The Topix index rose a seventh day as the yen held losses after posting its steepest daily decline in a month on U.S. jobs data, outweighing a report that showed Japan’s recession was deeper than expected.
 
Bridgestone Corp., a maker of tires that gets about 81 percent of sales overseas, added 1.9 percent. Toyota Motor Corp. was the biggest contributor to gains on the Topix index, with the carmaker closing at its highest since March 2007. Sony Corp. dropped 3.3 percent amid mounting evidence linking North Korea to a hacking attack on the company’s film and television division.
 
The Topix rose 0.1 percent to 1,447.58 in Tokyo, closing at its highest since December 2007. The Nikkei 225 Stock Average added 0.1 percent to 17,935.64. The yen traded at 121.46 per dollar, holding losses after weakening 1.4 percent on Dec. 5., the largest decline since Nov. 3. U.S. stocks closed at records last week while European shares recovered from the biggest drop in seven weeks.
 
“With the yen weakening, stocks should also keep going higher,” said Khiem Do, who helps oversee about $60 billion as Hong Kong-based head of Asian multi-asset strategy at Baring Asset Management Ltd. “I don’t think the GDP downward revision matters much.”
 
Japan Economy
 
A report today showed Japan’s recession was deeper than initially estimated. Gross domestic product shrank an annualized 1.9 percent in the third quarter, more than the 1.6 percent drop estimated last month. Weaker-than-expected business investment compounded damage from a slump in consumer spending after a sales-tax rise in April.
 
Tiremakers led gains on the Topix. (TPX) Bridgestone, the nation’s largest maker of tires, rose 1.9 percent to 4,391 yen.
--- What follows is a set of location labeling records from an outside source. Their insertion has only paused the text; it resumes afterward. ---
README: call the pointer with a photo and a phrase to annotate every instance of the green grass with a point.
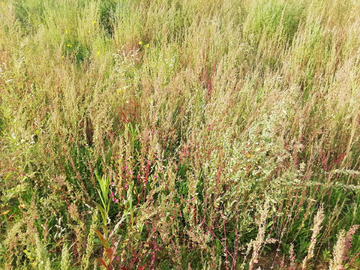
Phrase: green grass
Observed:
(179, 134)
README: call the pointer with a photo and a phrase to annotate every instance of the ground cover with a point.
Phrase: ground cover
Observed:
(179, 134)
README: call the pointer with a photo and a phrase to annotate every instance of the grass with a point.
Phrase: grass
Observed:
(179, 134)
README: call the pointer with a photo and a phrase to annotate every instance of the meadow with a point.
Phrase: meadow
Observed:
(179, 134)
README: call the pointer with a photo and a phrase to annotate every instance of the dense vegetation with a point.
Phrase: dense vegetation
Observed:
(179, 134)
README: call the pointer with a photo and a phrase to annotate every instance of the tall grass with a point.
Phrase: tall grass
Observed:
(179, 134)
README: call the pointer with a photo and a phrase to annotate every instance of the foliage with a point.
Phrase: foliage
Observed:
(179, 134)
Toyo Tire & Rubber Co. gained 1.4 percent to 2,527 yen after SMBC Nikkei Securities Inc. raised its price target to 2,600 yen from 2,200 yen on a weakening yen and cheaper raw materials.
 
Sony sank 3.3 percent to 2,590 yen as North Korea’s state-run news agency said the nation’s supporters may have been behind an attack on the company’s film and television unit.
 
Toyota added 1.5 percent to 7,858 yen as the world’s largest automaker rose a seventh day, its longest winning streak since Sept. 19.
 
U.S. Jobs
 
U.S. employers added 321,000 workers in November, marking the 10th straight month that employment increased by at least 200,000, the longest such stretch since 1995. The result exceeded the most optimistic projection in a Bloomberg survey of economists, while the jobless rate held at a six-year low of 5.8 percent. The Federal Reserve is weighing jobs growth as it meets next week to decide when the economy will be strong enough to withstand higher interest rates.
 
“After digesting the positive U.S. employment data and the weaker yen, the market could trade cautiously as it eyes the possibility of higher U.S. interest rates,” said Shoji Hirakawa, chief equity strategist at Okasan Securities Co. in Tokyo. “As U.S. stocks didn’t close very strongly, the market could be top-heavy.”
 
Election Season
 
Japanese voters head to the polls on Dec. 14, with the focus on economic policies. Prime Minister Shinzo Abe decided to delay another sales-tax increase by 18 months and call a vote after the economy contracted in the September quarter. The Bank of Japan last month kept a pledge to expand the monetary base at an annual pace of 80 trillion yen.
 
Futures on the Standard & Poor’s 500 Index slipped less than 0.1 percent today after the underlying measure rose 0.2 percent on Dec. 5.